Slashdot Mirror


The Problem With Abundance

GRW writes "Peter de Jager, "a speaker/writer/consultant on the issues relating to the Rational Assimilation of the Future", asks, 'What do traffic jams, obesity and spam have in common?' He answers that 'they are all problems caused by abundance in a world more attuned to scarcity. By achieving the goal of abundance, technology renders the natural checks and balances of scarcity obsolete.' His article is a thought provoking discussion of the unintended consequences of technological change."

9 of 686 comments (clear)

  1. scarcity by mandalayx · · Score: 5, Funny

    Personally, I'm happy to slaughter the sacred cow of "scarcity." Imagine fitting all your porn on a 1GB hard drive. Now scarcity is not so cool.

  2. He seems to know what he's talking about by Rosco+P.+Coltrane · · Score: 5, Funny

    Today we are surrounded by an excess of food and the body continues to follow a proven survival strategy -- it stores energy in fat for lean days which no longer arrive.

    Given Peter de Jager's mugshot I think he has some authority on the matter.

    --
    "A door is what a dog is perpetually on the wrong side of" - Ogden Nash
  3. Re:Aren't obesity and traffic self-limiting? by raider_red · · Score: 5, Funny

    Of course, there's also the issue that if I can't get to McDonalds because I'm stuck in traffic, I'll lose weight.

    --
    It's good to use your head, but not as a battering ram.
  4. Ready . . . by ahfoo · · Score: 5, Interesting

    In these crises, there breaks out an epidemic that, in all earlier epochs, would have seemed an absurdity -- the epidemic of over-production

    Karl Marx
    The Communist Manifesto

  5. Newsflash by jandrese · · Score: 5, Insightful

    Newsflash: society must adapt to changes in its environment. This includes technological changes that render previous assumptions obsolete. At the bottom of the article, the columnist mentions how digital paper might kill the newspaper business, or how easily copied CDs affected the music business. He didn't mention how that motorized carrage invention killed the buggy whip business. If your line of work is being made obsolete by changes in the environment, then perhaps it is time to change your line of work. It is futile to try to change the world, although that doesn't stop people from trying, at best all you can do is slow down the rate of change. I know it will be painful for the people who don't adapt, but that is the way of the world.

    --

    I read the internet for the articles.
  6. Re:just a different scarcity ? by jason0000042 · · Score: 5, Interesting

    The problem is that city's and to a larger extent suburbs are designed for cars. I ride my bike to work most days, and I have to do it in traffic because there is no place for bikes. So riding a bike to work is more than just riding a bike to work. I put my life at the mercy of half asleep drivers that are paying attention to other cars and not me.

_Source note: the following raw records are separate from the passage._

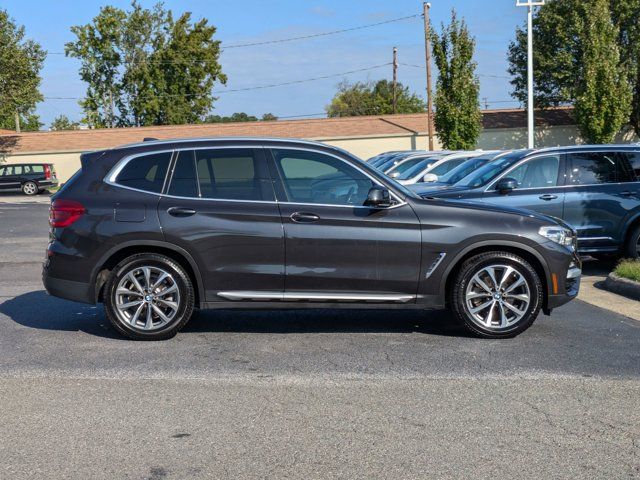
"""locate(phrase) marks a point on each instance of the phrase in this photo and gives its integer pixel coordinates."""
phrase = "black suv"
(156, 229)
(595, 189)
(31, 178)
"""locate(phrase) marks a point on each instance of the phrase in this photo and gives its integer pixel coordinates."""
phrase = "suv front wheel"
(497, 295)
(148, 297)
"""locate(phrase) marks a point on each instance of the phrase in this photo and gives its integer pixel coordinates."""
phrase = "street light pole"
(530, 120)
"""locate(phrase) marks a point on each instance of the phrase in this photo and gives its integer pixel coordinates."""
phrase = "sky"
(491, 22)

    Subjectively I think I am more likely to be involved in a collision with a car when I'm on my bike then when I'm driving. And I'm pretty sure I'm more likely to be seriously damaged when on the bike.

    So lack of bike routes, combined with the fact that most people live too far away from their jobs to make biking practicable (again a subjective observation based on experience in DC, Baltimore and Memphis), means that you won't be seeing a massive shift to bikes any time soon. Plus people are lazy.

    --
    i don't like my old sig.
  7. Re:Peter de Jager -- not exactly by anantherous+coward · · Score: 5, Informative

    Peter De Jager's Doomsday 2000 article published in 1993 in Computerworld is often credited with starting the whole Y2K phenomena. It was alarmist, but it was also a reasonable warning to industry at the time. In 1993, a lot of Y2K remediation was needed. But by late 1998, Peter De Jager was saying that Y2K would create minimal problems and became an opponent of Y2k hysteria fanatics like Ed Yourdon. He never beleived that Y2K would result in the whacked out scenarios taught by nut cases like Gary North.

  8. Re:just a different scarcity ? by the_mad_poster · · Score: 5, Interesting

    It's not even a matter of purchasing a vehicle for fuel efficiency, it's a matter of common sense. The folks who howl at the top of their lungs to try and defend their house-on-wheels purchase miss the point entirely or just don't want to admit (or just don't care) that what they did was incredibly, inexcusably stupid and suggests they have the IQ of a dead muskrat while on car lots.

    If you don't NEED (or want) to go stomping through 3 feet of water, up 25 degree rocky inclines, and through 2 feet of snow on a regular basis, you don't NEED an SUV. Even the losers who whine about driving in 6 inches of snow with their SUV just don't get it. There's plenty of 4WD and AWD cars out there that are cheaper, faster, safer, easier to maintain, and handle light and moderate offroad and bad weather duty just fine. My one friend had a 4WD Tempo for about a year. It handled wet, grassy hills, snow, ice, and mud just fine.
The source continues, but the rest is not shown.